A Casual Look at the Bias-Variance Dilemma

Making predictions is one of the main ambitions of the human race. One may have the motivation to forecast almost anything from a sports event to the stock price or his girlfriend’s mood… But the future is a random variable – no one really knows how it’s gonna be, so any prediction is in essence a “guess”. Well, how to guess then? You can simply toss a coin, this is quite convenient, but it certainly does not give the best guess possible. This is where statistics comes to stage, as I define briefly that knowledge field as “the science of guessing”.

While the future is an inherent mystery, the past is an environment where uncertainty doesn’t exist anymore, so it’s only natural and reasonable trying to predict the future based on what has already happened. Roughly, based on elements (a list of \(x_1,x_2,...,x_k\) independent variables) that may have influence on the variable to be predicted (a dependent variable \(y\)), the goal is to try and guess future values of \(y\) by collecting new values of the \(x\)’s (in machine learning, the jargon for this is “supervised learning”). That is, statistics seek to provide the best guess, conditioned to the available information.

Think intuitively: even though the future may bring in stuff completely different from anything seen in the past, it’s reasonable to assume that both future and past share certain patterns, connections that make those two temporal instances a manifestation of the same phenomenon. To get good guesses, a very important concept is called bias-variance dilemma.

What does it mean exactly?

Let’s first discuss “bias”. It’s easy to imagine that in order to accurately predict the future, one must first understand the past well. A predictor that fails to map clearly the characteristics of clearly observed data tends not perform badly for the future. What we call “bias” are the deviations between the observed in the past and the predicted by the proposed model – in short, how well the model is describing the observed data.

alt text

It is natural to think that the better the model describes the sample data, the better it is. But this is not true, since the primary purpose is not to describe the data, but rather to use those to make predictions (or inferences) about the future. This brings us to the “variance” side:

Our goal here is to be able to predict the variable of interest \(y\) based on some elements of the whole population, so we have a major problem from the start, for what we actually see in the sample is only part of the whole phenomenon; so if we simply stick onto describing the already available data, we essencially hoping that the same pattern will repeat in the future, which clearly doesn’t always happens. To be able to generalize what has been observed for future samples – that is, to anticipate something that has not yet happened – one must calibrate the model for it to capture only the “essential” information that actually contributes to a good prediction, instead of fully capturing the patterns of that particular sample, because in doing so, useless information (“noise”) is incorporated at the same time. Basically, by forcing a very accurate description of the sample data, we end up losing in generalization ability, since, in general, the future is not a mere extension of the past.

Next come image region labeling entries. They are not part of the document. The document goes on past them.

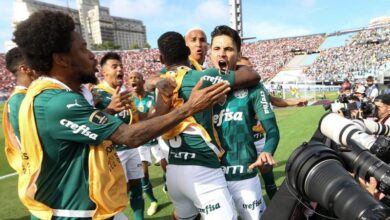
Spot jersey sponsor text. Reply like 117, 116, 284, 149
260, 91, 270, 114
60, 119, 98, 140
221, 165, 244, 174
172, 152, 196, 160
242, 200, 262, 210
198, 203, 221, 215
201, 75, 230, 85
213, 108, 242, 127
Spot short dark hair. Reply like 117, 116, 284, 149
5, 47, 24, 74
211, 25, 241, 52
157, 31, 190, 65
13, 10, 75, 74
100, 52, 122, 67
374, 94, 390, 105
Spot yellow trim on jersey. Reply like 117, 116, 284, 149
188, 56, 203, 71
2, 88, 27, 173
18, 79, 127, 219
161, 66, 211, 142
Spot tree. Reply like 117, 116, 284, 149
95, 41, 121, 50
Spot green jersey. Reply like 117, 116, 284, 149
132, 92, 158, 146
92, 88, 132, 151
213, 83, 275, 181
33, 89, 123, 215
8, 90, 26, 140
167, 69, 234, 168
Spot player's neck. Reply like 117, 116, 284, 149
166, 60, 190, 71
133, 90, 146, 99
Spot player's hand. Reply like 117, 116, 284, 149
359, 177, 385, 200
156, 77, 176, 98
249, 152, 276, 169
107, 87, 132, 114
252, 124, 265, 134
184, 80, 230, 115
296, 98, 309, 106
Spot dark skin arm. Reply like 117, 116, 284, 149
109, 80, 230, 147
270, 95, 307, 107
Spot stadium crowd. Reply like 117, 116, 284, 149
0, 35, 323, 97
242, 35, 324, 80
305, 27, 390, 81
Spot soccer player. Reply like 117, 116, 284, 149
210, 25, 279, 219
3, 47, 36, 172
92, 52, 145, 220
14, 10, 229, 219
158, 32, 260, 219
238, 57, 308, 199
185, 28, 208, 70
128, 71, 167, 216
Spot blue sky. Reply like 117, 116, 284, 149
0, 0, 390, 52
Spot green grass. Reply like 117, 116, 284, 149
0, 104, 328, 220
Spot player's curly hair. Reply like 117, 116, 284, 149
211, 25, 241, 52
13, 10, 75, 74
157, 31, 190, 65
5, 47, 24, 74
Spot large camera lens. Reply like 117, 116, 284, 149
286, 142, 390, 220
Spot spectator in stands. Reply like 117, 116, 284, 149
237, 56, 308, 107
374, 94, 390, 125
365, 76, 379, 100
340, 78, 351, 94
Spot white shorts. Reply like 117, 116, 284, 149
157, 136, 169, 162
166, 164, 237, 220
137, 144, 165, 165
117, 149, 144, 181
255, 137, 265, 156
227, 175, 266, 220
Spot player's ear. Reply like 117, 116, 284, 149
160, 54, 165, 64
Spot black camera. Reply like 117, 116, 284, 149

Models that describe the data of a sample excessively well tend to introduce a lot of complexity and volatility, thus hindering the generalization ability. In the philosophy of science there is a principle called Occam’s razor (the statisticians know it as the “principle of parsimony”, popular culture has adopted a rather pushy mnemonic:

“KISS – keep it simple, stupid“

Basically, it means that between models with the same explanatory power, the simplest of them is the best, because it presents the same quality with a lower cost.

By now, you should have realized that we indeed face a dilemma, as the ideal scenario demands two desirable but contradictory features: we want a model that describes well the available data AND is capable of generalizing for future data. If we fit a model that misrepresents past data (“under-fitting”), the model is kinda unreliable from the start. On the other hand, an over-adjustment (“over-fitting”) ends up assuming that the future will repeat the past, so the model tends to provide a poor prediction even for observations that follow just slightly different trends than the one showed in past data.

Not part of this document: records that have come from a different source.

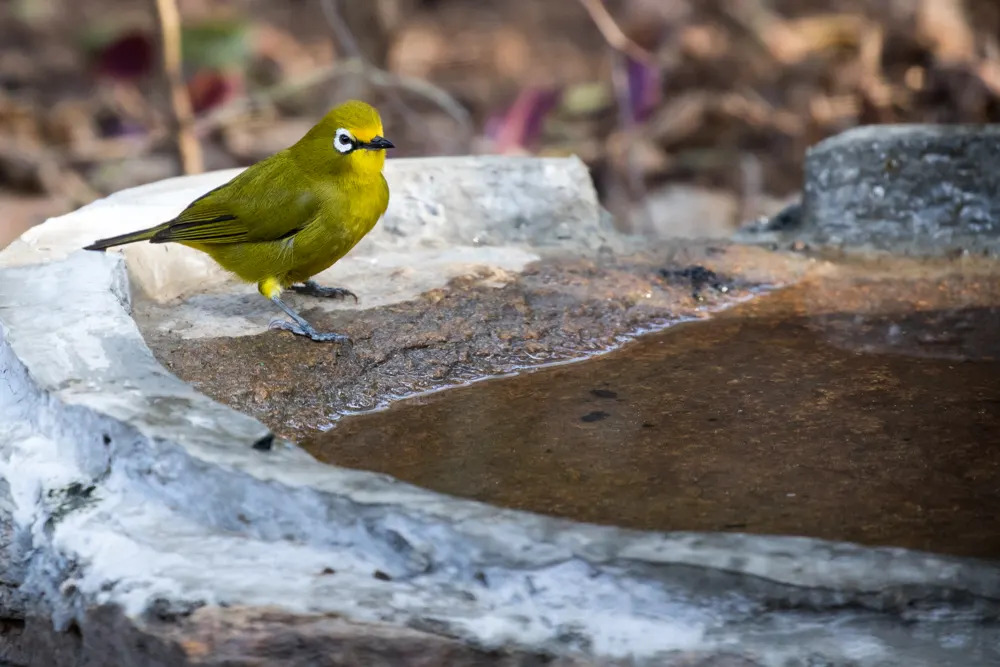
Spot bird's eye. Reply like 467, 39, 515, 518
333, 128, 354, 153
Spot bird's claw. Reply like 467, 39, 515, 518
292, 280, 358, 303
267, 319, 354, 345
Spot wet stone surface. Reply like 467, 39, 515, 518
304, 258, 1000, 558
139, 246, 1000, 558
145, 246, 810, 439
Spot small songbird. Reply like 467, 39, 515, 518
85, 100, 393, 343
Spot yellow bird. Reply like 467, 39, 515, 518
85, 100, 393, 343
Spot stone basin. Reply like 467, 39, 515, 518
0, 147, 1000, 666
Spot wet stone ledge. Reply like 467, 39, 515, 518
0, 158, 1000, 667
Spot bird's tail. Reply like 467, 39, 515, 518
84, 225, 163, 250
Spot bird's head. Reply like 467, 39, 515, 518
292, 100, 393, 176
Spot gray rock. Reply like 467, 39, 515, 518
740, 125, 1000, 255
0, 159, 1000, 667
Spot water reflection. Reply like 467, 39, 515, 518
305, 272, 1000, 557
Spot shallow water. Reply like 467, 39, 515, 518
303, 264, 1000, 558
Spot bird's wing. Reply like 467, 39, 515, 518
151, 158, 317, 243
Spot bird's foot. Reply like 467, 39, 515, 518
292, 280, 358, 303
267, 319, 354, 345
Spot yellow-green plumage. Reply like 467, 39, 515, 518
88, 101, 392, 340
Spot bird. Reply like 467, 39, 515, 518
84, 100, 395, 344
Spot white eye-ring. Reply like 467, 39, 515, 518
333, 128, 354, 153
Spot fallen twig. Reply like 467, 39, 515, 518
154, 0, 204, 174
580, 0, 656, 65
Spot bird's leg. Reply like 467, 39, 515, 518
268, 296, 353, 345
292, 280, 358, 303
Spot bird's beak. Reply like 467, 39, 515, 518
362, 137, 395, 151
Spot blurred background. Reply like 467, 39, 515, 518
0, 0, 1000, 246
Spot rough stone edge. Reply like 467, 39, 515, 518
731, 123, 1000, 257
0, 253, 1000, 667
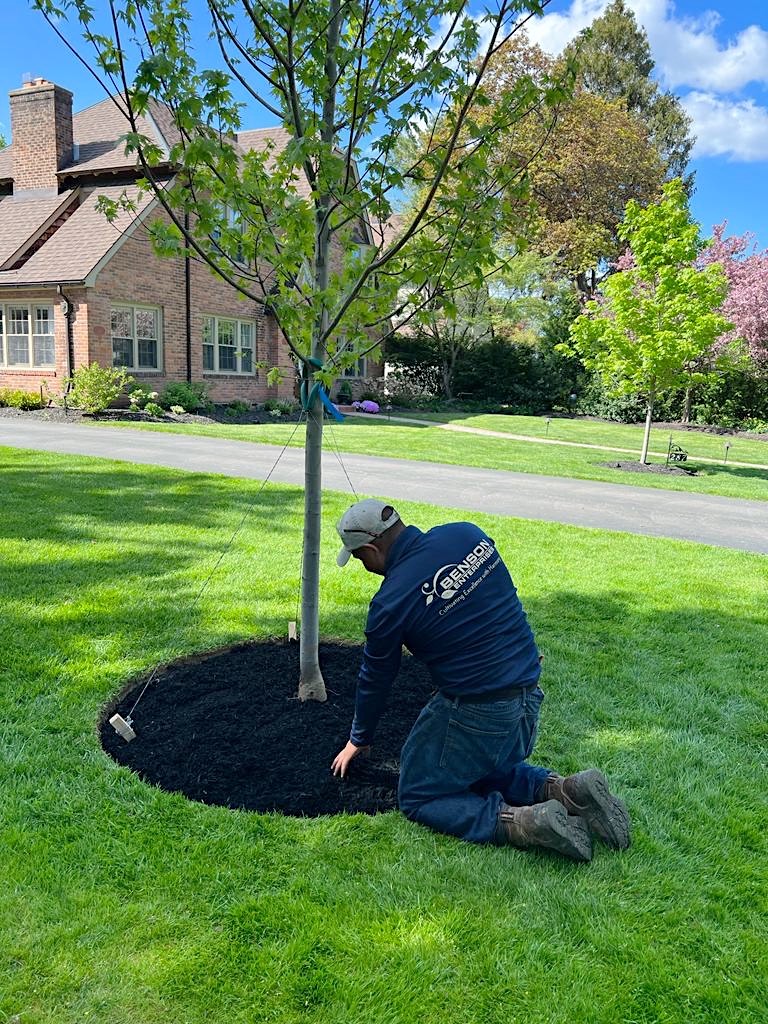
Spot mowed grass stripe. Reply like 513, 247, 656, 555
0, 450, 768, 1024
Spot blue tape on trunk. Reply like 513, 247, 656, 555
317, 387, 344, 423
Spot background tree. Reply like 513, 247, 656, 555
563, 0, 695, 195
33, 0, 559, 699
566, 178, 730, 463
386, 251, 553, 400
477, 34, 665, 295
700, 223, 768, 374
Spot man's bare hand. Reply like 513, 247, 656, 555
331, 740, 371, 778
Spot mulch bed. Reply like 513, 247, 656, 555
598, 462, 697, 476
99, 641, 431, 817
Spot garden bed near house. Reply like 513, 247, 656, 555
598, 462, 698, 476
99, 640, 431, 817
0, 406, 300, 424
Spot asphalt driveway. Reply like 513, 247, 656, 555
0, 418, 768, 554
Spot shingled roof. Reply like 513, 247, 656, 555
0, 191, 74, 270
0, 185, 155, 288
0, 98, 173, 181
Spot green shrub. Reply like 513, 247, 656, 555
0, 388, 43, 410
741, 418, 768, 434
262, 398, 296, 416
224, 398, 251, 420
158, 381, 213, 413
68, 362, 134, 413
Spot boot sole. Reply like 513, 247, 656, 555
570, 768, 631, 850
545, 800, 592, 861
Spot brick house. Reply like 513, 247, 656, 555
0, 79, 382, 402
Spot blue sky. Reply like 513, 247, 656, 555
0, 0, 768, 248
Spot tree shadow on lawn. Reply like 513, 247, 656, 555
0, 455, 311, 547
3, 459, 766, 813
686, 462, 768, 482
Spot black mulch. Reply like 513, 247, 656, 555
99, 641, 431, 817
598, 462, 697, 476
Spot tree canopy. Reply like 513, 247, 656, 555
33, 0, 559, 699
563, 0, 694, 194
566, 178, 730, 462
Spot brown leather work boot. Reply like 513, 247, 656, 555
496, 800, 592, 860
541, 768, 630, 850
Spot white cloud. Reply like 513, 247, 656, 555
527, 0, 608, 54
683, 92, 768, 163
530, 0, 768, 92
529, 0, 768, 161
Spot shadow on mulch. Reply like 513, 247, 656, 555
98, 641, 431, 817
598, 462, 698, 476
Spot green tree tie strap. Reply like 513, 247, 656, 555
301, 355, 344, 423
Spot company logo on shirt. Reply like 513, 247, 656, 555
421, 541, 495, 604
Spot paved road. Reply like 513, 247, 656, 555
0, 419, 768, 554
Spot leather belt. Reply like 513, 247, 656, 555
437, 684, 536, 703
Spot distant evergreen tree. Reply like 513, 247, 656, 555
563, 0, 695, 195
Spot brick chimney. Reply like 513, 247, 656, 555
10, 78, 73, 193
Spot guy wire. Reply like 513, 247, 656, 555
295, 407, 357, 623
127, 410, 304, 721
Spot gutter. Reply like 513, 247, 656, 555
184, 213, 191, 384
56, 285, 75, 394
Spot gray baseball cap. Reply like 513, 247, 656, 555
336, 498, 400, 565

The bias-variance dilemma is very important in the mathematical modelling: the quality of a model depends directly on the variables considered, and the optimal middle ground between incorporating useful variables and discarding useless variables can be quite a challenge. Let’s look at a simple example: Suppose that we want to construct a model to predict a company’s stock price. Is to be expected that the economic performance of that company influences decisively on the stock price, so we can put as variables some indicators like index of profitability and liquidity, the company’s market share, number of subsidiaries, and so on.

For instance, we could put “CEO’s scholarity” as an explanatory variable; It is to be expected that a manager with a more robust academic background can increase the value of the company, but the relationship doesn’t seem that straightforward… We could insert as a variable whether the CEO is right-handed, left-handed or ambidextrous, but this information tends not to influence the predicted variable at all, and the introduction of this variable would end up polluting the model with an unnecessary complexity.

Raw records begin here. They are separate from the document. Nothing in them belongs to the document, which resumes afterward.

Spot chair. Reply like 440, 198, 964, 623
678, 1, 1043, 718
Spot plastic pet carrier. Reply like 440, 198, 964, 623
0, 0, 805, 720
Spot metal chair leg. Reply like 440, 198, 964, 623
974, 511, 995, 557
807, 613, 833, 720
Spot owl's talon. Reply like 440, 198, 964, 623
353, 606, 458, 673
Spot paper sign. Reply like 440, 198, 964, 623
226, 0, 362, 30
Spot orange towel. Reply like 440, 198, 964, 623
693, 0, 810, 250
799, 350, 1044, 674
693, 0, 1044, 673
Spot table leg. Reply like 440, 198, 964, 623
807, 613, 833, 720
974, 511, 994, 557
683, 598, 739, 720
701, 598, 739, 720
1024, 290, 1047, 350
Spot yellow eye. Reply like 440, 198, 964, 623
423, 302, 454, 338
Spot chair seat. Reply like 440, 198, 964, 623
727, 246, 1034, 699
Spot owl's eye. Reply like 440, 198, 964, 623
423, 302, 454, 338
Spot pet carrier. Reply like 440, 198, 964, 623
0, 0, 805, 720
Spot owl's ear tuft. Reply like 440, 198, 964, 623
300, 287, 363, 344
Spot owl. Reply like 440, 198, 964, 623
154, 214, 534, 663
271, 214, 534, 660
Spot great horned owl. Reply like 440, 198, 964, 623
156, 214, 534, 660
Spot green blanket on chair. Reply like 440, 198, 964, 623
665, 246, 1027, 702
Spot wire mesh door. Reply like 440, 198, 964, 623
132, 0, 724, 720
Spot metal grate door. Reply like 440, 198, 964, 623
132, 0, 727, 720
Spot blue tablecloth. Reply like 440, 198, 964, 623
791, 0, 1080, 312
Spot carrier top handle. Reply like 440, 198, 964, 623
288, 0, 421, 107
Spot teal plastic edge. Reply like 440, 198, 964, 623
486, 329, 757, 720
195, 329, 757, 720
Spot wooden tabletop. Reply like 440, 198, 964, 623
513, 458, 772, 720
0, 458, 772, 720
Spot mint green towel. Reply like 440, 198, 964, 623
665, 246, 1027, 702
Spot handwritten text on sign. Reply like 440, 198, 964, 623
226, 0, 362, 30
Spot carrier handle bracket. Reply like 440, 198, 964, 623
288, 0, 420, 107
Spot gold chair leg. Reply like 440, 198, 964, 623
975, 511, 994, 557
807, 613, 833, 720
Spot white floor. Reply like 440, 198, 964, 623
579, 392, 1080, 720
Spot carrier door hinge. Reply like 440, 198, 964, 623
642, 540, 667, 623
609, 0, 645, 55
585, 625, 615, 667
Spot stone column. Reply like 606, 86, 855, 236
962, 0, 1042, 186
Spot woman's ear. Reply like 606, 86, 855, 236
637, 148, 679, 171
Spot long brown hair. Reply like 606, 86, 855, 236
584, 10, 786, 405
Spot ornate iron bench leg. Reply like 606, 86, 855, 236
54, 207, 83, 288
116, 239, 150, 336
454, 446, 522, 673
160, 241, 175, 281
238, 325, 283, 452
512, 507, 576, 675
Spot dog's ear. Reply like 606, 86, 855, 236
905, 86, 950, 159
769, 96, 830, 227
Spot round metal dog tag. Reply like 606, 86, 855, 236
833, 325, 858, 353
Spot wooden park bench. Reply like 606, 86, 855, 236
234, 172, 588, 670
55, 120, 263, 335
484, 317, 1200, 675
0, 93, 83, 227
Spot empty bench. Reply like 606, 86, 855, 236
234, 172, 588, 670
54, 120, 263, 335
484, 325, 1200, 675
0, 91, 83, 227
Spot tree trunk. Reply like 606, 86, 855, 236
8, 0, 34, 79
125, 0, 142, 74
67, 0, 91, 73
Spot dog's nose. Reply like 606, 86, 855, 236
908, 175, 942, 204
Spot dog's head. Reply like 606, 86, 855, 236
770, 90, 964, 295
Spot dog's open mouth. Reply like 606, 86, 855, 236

Note that there’re no limits to the researcher’s creativity, and theoretically we could put a gigantic number of variables. But as less relevant variables are inserted, there comes a time when the “variance” introduced by the new variable does not compensate for the explanatory power that it adds to the model.

Knowing how to find the ideal middle ground between bias and variance is not an easy task, there are several techniques to aid us with this, such as cross-validation and dimensionality reduction, we can address these topics in future posts.